Radial Nerve Palsy. The radial nerve is the most commonly damaged nerve after fractures of the distal shaft of the humerus. Normally protected in the spiral groove of the humeral shaft, the nerve is susceptible to stretch, direct injury by a fracture fragment, or entrapment in the fracture site itself. Aggressive manipulation of the fracture during closed reduction may also result in nerve entrapment. Although wrist drop is the consequence of radial nerve injury, this is most often a neurapraxia, with nearly 100% recovery in low-energy trauma patients and over 33% recovery in high-energy trauma patients despite the method of treatment. Recovery of motor strength may take multiple months to occur, but radial nerve palsy in itself is usually not an indication for surgery.

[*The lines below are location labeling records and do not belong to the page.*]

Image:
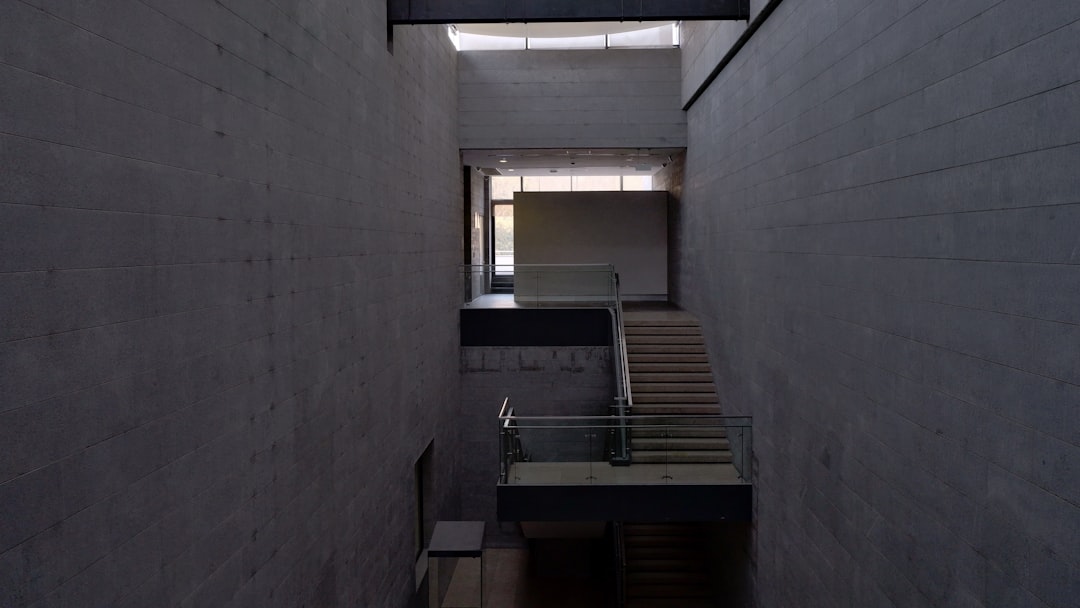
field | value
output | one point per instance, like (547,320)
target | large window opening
(502,203)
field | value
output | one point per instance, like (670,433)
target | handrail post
(623,397)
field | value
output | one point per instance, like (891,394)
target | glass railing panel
(535,285)
(663,449)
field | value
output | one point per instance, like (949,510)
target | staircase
(670,374)
(666,566)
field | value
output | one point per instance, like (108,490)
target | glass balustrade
(539,285)
(659,449)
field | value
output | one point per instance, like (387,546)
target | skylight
(562,36)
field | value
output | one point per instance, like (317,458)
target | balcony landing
(574,473)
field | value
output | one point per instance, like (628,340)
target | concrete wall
(705,43)
(228,289)
(570,99)
(879,230)
(625,229)
(539,381)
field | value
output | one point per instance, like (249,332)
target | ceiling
(595,161)
(556,29)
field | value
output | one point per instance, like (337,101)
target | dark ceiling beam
(401,12)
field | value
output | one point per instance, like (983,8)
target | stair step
(655,339)
(675,388)
(662,367)
(631,320)
(666,591)
(673,376)
(667,349)
(673,577)
(665,359)
(666,541)
(675,408)
(672,397)
(663,603)
(658,528)
(694,457)
(664,330)
(664,557)
(680,443)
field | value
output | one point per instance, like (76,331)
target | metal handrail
(748,419)
(625,407)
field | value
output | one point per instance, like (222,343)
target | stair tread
(670,376)
(679,457)
(673,397)
(664,349)
(665,357)
(682,443)
(676,408)
(672,367)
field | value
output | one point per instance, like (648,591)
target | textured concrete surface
(878,228)
(602,98)
(228,288)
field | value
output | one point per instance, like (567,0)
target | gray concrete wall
(879,231)
(705,43)
(229,237)
(539,381)
(625,229)
(601,98)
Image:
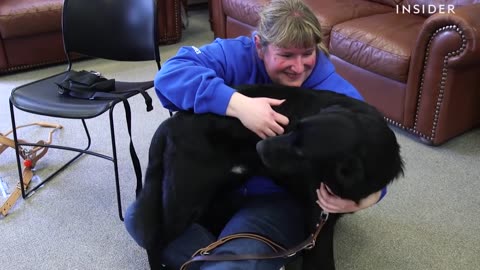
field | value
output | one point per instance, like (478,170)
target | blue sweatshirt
(202,80)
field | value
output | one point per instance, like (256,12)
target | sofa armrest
(441,96)
(466,22)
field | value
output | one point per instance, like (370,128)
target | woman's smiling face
(287,66)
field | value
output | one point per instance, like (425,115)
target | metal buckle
(324,215)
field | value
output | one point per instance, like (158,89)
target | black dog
(331,137)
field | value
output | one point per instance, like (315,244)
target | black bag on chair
(92,85)
(85,84)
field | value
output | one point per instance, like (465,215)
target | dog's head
(354,153)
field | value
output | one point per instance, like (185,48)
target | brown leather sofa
(416,60)
(30,31)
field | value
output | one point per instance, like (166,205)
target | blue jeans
(276,216)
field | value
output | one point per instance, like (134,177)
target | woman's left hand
(331,203)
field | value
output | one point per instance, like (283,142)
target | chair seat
(41,97)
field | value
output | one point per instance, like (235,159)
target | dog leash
(204,254)
(30,158)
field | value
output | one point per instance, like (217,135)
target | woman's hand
(257,114)
(331,203)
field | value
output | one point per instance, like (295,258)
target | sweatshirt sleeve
(193,80)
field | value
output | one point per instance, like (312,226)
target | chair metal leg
(25,194)
(113,158)
(115,164)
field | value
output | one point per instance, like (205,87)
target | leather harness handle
(203,254)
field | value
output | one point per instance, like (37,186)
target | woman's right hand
(257,114)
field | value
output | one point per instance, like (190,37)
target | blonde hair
(286,23)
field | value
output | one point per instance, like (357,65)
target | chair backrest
(123,30)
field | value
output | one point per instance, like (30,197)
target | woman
(287,49)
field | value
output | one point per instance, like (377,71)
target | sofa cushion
(382,43)
(25,17)
(329,12)
(332,12)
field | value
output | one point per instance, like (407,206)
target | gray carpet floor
(429,219)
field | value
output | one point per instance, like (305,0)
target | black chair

Sciatic Nerve Palsy. Nerves and vessels at or near joints are particularly vulnerable to injury. The neurovascular structures are more securely tethered to the soft tissues around joints than elsewhere and are less likely to escape injury when significant joint displacement occurs. For example, the sciatic nerve is at risk in posterior dislocation of the hip, with injury occurring at a rate of approximately 13% in simple dislocations. Generally, the nerve is simply stretched or contused by direct impingement of the femoral head. The peroneal branch is most commonly affected, the sequela of which is foot drop. Immediate reduction of the dislocation relieves pressure on the nerve, and about two thirds of patients are likely to recover partial to full motor and sensory deficits. A possible indication for surgical exploration might be a patient in whom no neurologic deficits were present until after manipulation and reduction of the joint.
Neurovascular Injury About the Elbow. A musculoskeletal injury that is frequently associated with neurovascular injury is the supracondylar fracture of the humerus. It is most common in children between 3 and 10 years of age and usually results from a fall on the outstretched hand. In the most common type of fracture, hyperextension injury, the distal fracture fragment is displaced posteriorly, which can result in the critical neurovascular structures anterior to the elbow becoming tethered on the anterior edge of the fractured humeral shaft. The median nerve and the brachial artery are both particularly susceptible to direct injury from the displaced fracture fragment and can be lacerated or entrapped in the fracture site at the time of injury or during the closed reduction. A common neurologic sequela is damage to a branch of the median nerve, the anterior interosseous nerve, which results in the inability to flex the interphalangeal joint of the thumb and the distal interphalangeal joint of the index finger. The anterior interosseous nerve is readily assessed by asking the patient to make an “OK sign” with the thumb and index finger. Distal neurovascular function must be assessed critically both before and after any treatment, and manipulative reduction must be careful and gentle.
Compartment Syndrome. Direct damage to an artery or severe swelling in a muscle compartment can lead to development of compartment syndrome. This serious outcome is common after any fracture in which bleeding and swelling are extreme. Compartment syndromes can occur with open as well as with closed fractures and may also be caused by a circular cast. Failure to identify compartment syndrome early may lead to permanent loss of limb function.